22-S5

SAPTオンラインスクール 特論講座 22-S5

[講義題目]:「アレーアンテナの原理とGNSSへの応用」

[日時]: 2022年7月15日(金)13:00~16:30
 
[会場]: 測位技術振興会(SAPT)ビデオ会議室 A

[講師]: 大阪公立大学大学院,工学研究科航空宇宙海洋系専攻,航空宇宙工学分野教授 辻井 利昭 氏 
            [略歴] 1991年3月京都大学大学院工学研究科 博士前期課程 数理工学専攻修了.
                同年4月より科学技術庁航空宇宙技術研究所(現JAXA)勤務.
                2018年4月より現職.博士(工学).
                2000–2002年豪州ニューサウスウエールズ大学客員研究員.博士(工学)
                専門分野: 衛星航法(GNSS),とくに航空機などの移動体)

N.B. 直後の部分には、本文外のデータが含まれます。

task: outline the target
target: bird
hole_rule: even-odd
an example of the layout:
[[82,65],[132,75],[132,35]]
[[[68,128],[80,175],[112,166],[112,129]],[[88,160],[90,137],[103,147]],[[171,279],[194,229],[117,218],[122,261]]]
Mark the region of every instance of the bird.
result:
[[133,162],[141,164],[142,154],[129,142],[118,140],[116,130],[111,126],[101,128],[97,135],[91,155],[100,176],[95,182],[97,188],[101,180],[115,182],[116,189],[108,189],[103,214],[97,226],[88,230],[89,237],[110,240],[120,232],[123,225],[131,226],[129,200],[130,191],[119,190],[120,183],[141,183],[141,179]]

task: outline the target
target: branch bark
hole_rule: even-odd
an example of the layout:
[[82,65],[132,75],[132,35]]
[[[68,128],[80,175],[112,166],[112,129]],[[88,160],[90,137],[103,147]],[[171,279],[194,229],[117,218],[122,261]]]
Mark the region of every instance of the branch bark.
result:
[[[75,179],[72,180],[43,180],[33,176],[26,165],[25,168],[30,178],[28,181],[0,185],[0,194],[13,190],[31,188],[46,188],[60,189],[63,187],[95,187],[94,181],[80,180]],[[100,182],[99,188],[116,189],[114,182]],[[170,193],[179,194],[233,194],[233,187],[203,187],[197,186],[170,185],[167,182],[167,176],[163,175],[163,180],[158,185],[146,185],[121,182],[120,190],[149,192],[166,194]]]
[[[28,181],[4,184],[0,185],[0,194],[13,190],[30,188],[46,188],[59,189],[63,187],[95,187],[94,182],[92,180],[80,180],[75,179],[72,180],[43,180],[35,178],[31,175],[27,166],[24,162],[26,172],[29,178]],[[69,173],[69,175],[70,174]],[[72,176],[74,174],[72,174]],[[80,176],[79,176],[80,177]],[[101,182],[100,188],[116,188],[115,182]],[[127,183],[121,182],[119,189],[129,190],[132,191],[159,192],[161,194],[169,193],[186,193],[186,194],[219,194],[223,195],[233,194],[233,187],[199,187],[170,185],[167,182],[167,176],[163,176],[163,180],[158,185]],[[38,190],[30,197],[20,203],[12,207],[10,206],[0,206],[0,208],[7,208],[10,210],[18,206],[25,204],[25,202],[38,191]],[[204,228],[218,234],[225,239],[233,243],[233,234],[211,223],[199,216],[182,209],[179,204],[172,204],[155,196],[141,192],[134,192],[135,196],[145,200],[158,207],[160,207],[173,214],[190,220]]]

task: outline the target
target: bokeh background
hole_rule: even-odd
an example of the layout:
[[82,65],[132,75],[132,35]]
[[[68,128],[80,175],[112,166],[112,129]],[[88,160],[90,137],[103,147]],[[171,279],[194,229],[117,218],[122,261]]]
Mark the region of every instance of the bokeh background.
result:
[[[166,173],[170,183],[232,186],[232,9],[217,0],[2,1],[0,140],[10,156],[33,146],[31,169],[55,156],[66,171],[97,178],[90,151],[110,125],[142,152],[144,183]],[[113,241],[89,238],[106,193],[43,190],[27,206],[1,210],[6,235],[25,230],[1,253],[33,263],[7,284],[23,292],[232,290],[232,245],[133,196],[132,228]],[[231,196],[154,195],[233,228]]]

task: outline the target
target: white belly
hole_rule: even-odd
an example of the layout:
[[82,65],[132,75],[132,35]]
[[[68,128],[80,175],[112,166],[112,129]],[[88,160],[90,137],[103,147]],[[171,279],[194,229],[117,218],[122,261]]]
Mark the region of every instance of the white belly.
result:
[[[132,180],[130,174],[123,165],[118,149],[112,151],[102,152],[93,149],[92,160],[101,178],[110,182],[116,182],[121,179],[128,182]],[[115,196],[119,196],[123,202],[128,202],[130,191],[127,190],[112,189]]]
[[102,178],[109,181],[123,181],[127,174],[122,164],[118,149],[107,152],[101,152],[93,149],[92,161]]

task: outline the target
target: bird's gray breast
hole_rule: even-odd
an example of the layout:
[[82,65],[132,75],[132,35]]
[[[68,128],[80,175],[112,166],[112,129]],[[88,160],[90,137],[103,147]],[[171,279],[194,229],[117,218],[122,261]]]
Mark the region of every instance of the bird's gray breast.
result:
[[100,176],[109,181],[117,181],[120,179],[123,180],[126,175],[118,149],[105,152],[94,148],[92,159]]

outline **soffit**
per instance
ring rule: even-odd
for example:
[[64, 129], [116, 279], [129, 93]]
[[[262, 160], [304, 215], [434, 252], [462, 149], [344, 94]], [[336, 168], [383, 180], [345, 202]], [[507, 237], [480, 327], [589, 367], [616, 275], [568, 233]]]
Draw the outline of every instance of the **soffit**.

[受講者予備知識]: 理工系大学,高専等で学ぶ数学・物理の基礎知識.また,GNSSとは何かについて,初学者レベルの知識はあったほうがよいです.
  
[講義概要]: GNSSにより,視界の開けた環境では比較的高精度な測位が可能ですが,都市部では建築物による反射波や,波と波(マルチパス)の
      影響を受け精度が劣化します.
      また、携帯基地局による電波干渉や,GNSS信号を模擬した信号によるスプーフィング(なりすまし)が報告されています.
      このような劣悪な電波環境において測位精度を改善するため,複数のアンテナ素子からなるアレーアンテナの利用が検討されています.
      本講義では,アレーアンテナによる指向性制御や信号到来方向推定の原理を解説し,都市環境での応用例を実データにもとづいて紹介します.

[講義内容]: 1.アレーアンテナの原理
       (1)アレーアンテナの概要と信号合成の実例
       (2)ビームフォーミングの概要
       (3)方向拘束付きアダプティブアレー
       (4)MUSIC法による到来方向推定
      2.アレーアンテナによるマルチパス軽減
       (1)都市環境における信号分類について
       (2)ビームフォーミングによるマルチパス軽減
       (3)方向拘束付きアダプティブアレーによるマルチパス軽減
      3.信号到来方向の推定
       (1)MUSIC法による衛星方向の推定
       (2)スプーフィング信号の到来方向推定
       (3)反射波の到来方向推定
      4.質疑応答

[講師からのメッセージ]: 聴講者には資料を事前に配布します.またネット講義終了後も一定の期間,E-Mailで質問を受け付けます.

[受講料]: 特論講座(半日) ¥10,000(会員), ¥15,000(非会員),¥5,000(学生)
     本講義は、受講者総数(学生の方は0.5名に換算)が3名に満たない場合は、原則として閉講いたします。